Ylan Segal

The REPL: Issue 58 - June 2019

Per-project Postgres

In this post, Jamey Sharp elaborates on a neat technique to run different versions of postgres on a per-project basis. I learned that you can run postgres on a Unix socket only, without having a port open, which removes the need to manage those ports for each version of postgres. The technique also has the advantage of keeping the data for the project, inside the project directory structure. It illustrates the power and flexibility of Unix tools.

How to do distributed locking

Martin Kleppmann writes about distributed locks in general, and in particular the merits of Redlock, a Redis-based distributed-lock algorithm. Kleppmann breaks down the reasons to use a distributed lock, it’s characteristics, and how Redlock in particular is vulnerable to timing attacks. I found this to be great technical writing. The post came about when Kleppmann was researching his book, Desiging Data-Intensive Applications. I finished that book a few days ago, and hope to write a review soon. I can recommend it enough.

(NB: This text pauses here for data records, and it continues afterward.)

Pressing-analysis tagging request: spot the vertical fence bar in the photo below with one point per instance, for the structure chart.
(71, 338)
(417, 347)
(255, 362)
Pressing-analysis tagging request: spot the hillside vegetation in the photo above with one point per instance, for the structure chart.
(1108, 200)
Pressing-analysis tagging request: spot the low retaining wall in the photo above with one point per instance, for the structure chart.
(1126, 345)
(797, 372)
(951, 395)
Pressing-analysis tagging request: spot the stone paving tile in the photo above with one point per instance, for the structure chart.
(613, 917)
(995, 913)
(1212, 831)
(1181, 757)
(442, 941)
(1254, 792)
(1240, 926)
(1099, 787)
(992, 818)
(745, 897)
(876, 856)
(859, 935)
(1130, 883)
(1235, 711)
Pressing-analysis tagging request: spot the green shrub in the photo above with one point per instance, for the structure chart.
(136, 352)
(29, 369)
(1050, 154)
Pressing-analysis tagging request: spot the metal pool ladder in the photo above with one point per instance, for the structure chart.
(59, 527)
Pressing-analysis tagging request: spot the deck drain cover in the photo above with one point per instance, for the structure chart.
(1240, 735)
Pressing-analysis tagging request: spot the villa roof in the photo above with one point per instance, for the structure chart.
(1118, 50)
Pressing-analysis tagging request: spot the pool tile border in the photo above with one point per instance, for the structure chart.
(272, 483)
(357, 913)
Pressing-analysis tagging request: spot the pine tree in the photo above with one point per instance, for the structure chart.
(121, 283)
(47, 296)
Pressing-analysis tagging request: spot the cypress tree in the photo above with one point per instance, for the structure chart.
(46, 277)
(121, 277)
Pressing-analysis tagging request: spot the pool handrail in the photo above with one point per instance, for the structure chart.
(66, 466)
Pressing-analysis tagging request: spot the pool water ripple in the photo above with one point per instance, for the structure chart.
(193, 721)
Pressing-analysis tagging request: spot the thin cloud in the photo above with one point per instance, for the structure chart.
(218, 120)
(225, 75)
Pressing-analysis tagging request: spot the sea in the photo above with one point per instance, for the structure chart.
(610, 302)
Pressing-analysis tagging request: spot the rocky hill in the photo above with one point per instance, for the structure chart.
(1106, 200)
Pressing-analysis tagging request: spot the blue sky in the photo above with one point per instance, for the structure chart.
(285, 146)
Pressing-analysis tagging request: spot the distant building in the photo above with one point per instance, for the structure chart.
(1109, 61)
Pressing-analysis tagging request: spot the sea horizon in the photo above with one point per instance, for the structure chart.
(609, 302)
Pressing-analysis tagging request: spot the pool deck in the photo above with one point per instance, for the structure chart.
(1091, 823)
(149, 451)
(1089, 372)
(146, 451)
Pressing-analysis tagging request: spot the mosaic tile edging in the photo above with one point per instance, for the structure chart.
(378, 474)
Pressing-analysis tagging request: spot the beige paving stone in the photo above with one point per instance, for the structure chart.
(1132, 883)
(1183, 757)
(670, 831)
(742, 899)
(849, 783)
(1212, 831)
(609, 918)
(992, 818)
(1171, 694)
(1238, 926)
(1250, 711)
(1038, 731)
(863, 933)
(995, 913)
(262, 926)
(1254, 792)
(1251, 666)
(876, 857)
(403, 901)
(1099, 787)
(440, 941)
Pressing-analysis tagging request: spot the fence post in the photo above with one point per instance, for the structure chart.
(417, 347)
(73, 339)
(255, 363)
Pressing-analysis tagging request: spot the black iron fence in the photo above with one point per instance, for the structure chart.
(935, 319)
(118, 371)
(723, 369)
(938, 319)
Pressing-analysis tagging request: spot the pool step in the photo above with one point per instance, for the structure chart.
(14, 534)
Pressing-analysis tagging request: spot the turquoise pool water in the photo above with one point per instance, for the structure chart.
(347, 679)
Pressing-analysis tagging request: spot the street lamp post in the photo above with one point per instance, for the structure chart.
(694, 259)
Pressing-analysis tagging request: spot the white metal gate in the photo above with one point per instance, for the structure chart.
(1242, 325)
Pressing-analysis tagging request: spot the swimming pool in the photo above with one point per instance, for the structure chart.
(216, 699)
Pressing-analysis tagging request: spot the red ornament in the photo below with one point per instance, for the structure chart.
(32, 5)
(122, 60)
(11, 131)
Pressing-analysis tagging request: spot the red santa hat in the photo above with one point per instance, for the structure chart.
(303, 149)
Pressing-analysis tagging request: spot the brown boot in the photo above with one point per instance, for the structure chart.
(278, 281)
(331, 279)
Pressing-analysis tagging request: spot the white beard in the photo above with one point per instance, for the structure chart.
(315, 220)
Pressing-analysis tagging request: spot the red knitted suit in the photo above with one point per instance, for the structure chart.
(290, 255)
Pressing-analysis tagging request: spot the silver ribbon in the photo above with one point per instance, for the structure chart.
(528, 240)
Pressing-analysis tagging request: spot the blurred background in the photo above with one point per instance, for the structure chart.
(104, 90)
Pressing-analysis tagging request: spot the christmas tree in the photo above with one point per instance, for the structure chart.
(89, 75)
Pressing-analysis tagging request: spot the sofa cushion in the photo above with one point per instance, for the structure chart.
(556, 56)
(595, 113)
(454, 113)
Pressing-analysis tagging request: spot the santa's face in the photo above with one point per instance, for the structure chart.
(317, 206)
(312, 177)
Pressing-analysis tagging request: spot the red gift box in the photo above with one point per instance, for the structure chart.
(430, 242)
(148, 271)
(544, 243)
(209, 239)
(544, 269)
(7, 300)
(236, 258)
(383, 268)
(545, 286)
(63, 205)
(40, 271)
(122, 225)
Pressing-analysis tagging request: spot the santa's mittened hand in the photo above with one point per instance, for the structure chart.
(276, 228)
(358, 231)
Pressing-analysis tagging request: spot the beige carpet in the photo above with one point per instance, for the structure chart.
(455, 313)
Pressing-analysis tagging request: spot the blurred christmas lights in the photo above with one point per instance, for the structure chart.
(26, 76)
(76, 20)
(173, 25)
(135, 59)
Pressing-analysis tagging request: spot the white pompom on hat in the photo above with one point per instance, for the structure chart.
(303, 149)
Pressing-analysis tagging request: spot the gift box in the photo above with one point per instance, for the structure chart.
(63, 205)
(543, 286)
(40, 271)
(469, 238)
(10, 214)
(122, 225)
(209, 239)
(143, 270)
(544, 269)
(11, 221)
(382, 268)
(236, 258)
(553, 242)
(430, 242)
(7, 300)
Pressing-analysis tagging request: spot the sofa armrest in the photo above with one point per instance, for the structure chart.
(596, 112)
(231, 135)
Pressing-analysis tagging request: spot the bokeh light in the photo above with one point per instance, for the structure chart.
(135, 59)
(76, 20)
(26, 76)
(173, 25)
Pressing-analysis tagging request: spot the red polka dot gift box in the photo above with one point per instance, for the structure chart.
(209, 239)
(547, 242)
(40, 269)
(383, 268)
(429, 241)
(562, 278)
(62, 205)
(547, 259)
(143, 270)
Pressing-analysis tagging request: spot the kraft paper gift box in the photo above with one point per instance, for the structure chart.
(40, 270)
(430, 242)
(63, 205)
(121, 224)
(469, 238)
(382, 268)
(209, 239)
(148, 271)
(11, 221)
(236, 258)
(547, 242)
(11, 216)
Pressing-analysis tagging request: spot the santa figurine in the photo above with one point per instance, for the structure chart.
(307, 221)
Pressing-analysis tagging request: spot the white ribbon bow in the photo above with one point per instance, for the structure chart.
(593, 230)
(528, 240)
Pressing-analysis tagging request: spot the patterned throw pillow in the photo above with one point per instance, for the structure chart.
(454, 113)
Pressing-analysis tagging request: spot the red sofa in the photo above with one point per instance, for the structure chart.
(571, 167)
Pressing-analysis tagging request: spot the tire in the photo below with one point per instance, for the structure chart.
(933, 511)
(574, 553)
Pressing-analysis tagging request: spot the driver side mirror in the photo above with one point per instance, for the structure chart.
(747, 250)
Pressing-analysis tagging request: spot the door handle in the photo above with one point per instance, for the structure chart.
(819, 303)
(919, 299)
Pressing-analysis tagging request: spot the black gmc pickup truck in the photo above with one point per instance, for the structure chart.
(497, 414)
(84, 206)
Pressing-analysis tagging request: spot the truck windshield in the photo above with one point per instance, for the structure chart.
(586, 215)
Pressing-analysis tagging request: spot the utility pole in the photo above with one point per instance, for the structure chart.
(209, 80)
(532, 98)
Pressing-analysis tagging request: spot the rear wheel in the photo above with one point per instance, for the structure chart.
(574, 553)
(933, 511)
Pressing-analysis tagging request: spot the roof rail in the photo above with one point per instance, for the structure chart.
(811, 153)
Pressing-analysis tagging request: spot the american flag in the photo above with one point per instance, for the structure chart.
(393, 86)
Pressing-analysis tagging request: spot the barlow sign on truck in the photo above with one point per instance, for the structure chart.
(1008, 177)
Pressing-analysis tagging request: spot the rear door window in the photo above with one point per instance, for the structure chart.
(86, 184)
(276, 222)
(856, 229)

The REPL: Issue 57 - May 2019

We Can Do Better Than SQL

Simple SQL statements can read almost like English. With just a bit of complexity (e.g. more than one join) they quickly can become almost impossible to dicern. In this post Elvis Pranskevichus critiques SQL’s shortcomings compellingly. He then introduces EdgeQL, a query language designed to fix SQLs shortcomings. This is the first time I’ve heard of it or EdgeDB.

Is High Quality Software Worth the Cost?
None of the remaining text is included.